Der Geschäftsbesorgungsvertrag datiert aus dem Jahr 2001. Der Rechnungshof mahnt hier eine kritische Prüfung der Aufgabenerweiterung an und regt daher einen neuen Geschäftsbesorgungsvertrag an.

Größtmögliche Transparenz bei den Beteiligungen des Freistaates Sachsen dient keinem Selbstzweck, sondern einem besseren Miteinander. Parlament und Bevölkerung verdienen einen ehrlichen Umgang.

Liebe Kolleginnen und Kollegen!

Immer wiederkehrend befasst sich der Rechnungshof mit den finanziellen Spielräumen der Kommunen und in den letzten Jahren vor allem mit der Doppik und den dazugehörigen Schwierigkeiten. Auch hier ist es so, dass wir unterschiedlicher Ansicht sind, was die Einführung der Doppik im Allgemeinen und ihre Umsetzung im Konkreten anbelangt.

Unabhängig davon werden wir uns auch in der nächsten Legislatur mit fehlenden Jahresabschlüssen, strukturellen Defiziten und Buchungen gegen das Basiskapital beschäftigen müssen.

Ob die beabsichtigte Wirkung einer erhöhten Transparenz und Vergleichbarkeit der kommunalen Leistungsfähigkeit jemals erreicht werden kann, ist derzeit noch nicht absehbar.

Liebe Kolleginnen und Kollegen!

Da wir, wie schon ausgeführt, bei der einen oder anderen Prüffeststellung gänzlich anderer Meinung waren als die Ausschussmehrheit, werden wir uns bei den Beschlussempfehlungen zu beiden Teilen enthalten. Lassen Sie mich aber noch zwei Sätze anfügen.

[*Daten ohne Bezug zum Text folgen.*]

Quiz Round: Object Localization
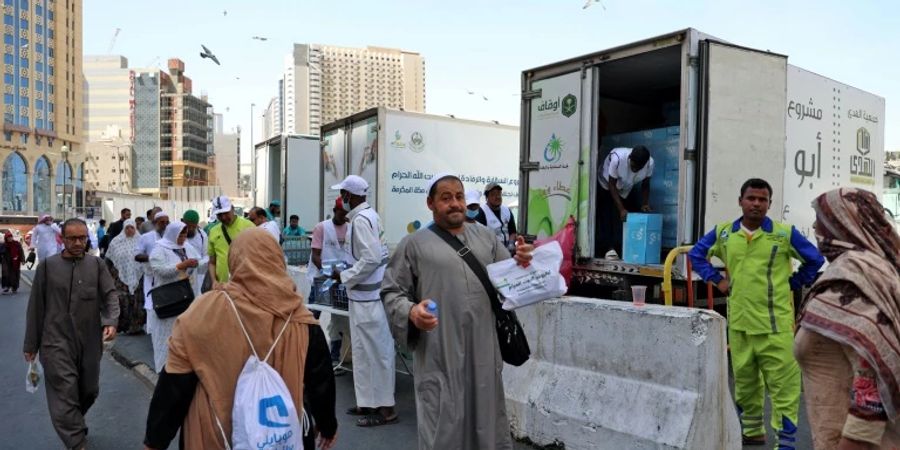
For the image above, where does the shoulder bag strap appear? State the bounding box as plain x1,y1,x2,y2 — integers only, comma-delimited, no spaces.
428,224,500,316
219,223,231,245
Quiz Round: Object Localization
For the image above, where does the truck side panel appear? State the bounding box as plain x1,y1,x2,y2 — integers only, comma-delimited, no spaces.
321,128,347,220
773,66,885,238
700,41,787,233
521,71,594,251
281,137,322,231
378,111,519,249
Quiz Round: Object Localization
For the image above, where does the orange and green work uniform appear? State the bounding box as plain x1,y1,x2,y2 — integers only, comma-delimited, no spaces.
689,217,825,449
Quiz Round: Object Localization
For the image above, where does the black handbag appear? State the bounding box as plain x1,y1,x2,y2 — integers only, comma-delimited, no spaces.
428,224,531,366
150,278,194,319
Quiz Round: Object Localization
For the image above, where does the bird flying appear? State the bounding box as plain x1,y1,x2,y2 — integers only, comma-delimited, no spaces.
200,44,222,66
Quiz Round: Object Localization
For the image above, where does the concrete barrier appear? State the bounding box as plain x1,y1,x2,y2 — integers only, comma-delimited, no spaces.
503,297,741,450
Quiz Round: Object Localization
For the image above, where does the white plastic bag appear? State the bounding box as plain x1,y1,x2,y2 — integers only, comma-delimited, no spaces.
231,355,303,450
487,241,568,311
25,357,44,394
215,293,308,450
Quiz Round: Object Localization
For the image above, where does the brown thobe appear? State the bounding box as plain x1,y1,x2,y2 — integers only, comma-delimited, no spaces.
24,254,119,448
381,224,512,450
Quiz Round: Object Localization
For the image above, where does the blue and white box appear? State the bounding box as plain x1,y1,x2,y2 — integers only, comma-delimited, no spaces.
622,213,662,264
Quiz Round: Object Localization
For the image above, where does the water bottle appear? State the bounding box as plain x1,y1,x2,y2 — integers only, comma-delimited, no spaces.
425,300,437,317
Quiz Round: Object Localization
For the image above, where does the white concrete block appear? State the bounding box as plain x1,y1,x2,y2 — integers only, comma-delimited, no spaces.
503,297,741,450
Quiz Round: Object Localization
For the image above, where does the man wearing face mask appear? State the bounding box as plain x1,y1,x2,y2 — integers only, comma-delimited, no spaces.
331,175,397,427
181,209,212,297
307,197,350,363
466,189,481,223
475,183,518,252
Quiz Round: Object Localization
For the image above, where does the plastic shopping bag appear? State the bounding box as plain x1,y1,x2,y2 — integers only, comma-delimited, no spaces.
25,358,44,394
487,241,568,311
534,217,576,284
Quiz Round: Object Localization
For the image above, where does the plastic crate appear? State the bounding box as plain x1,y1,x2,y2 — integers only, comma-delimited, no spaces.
309,278,350,311
281,236,312,266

Der Sächsische Rechnungshof legt dem HFA noch viel mehr Berichte vor, die allerdings niemals das Licht des Plenums und damit der Öffentlichkeit erblicken. Hierzu sollte in der nächsten Legislatur eine Regelung in der Geschäftsordnung gefunden werden.

Dass der Jahresbericht grundsätzlich zu nachtschlafender Zeit im Plenum behandelt wird – na gut, heute ist es noch ein bisschen heller -, ist dem Bericht des Rechnungshofs nicht angemessen. Auch darüber müssen wir sprechen. Herzlichen Dank.

(Beifall bei den LINKEN – Jens Michel, CDU: Die Koalition schläft nie! Wir sind hellwach!)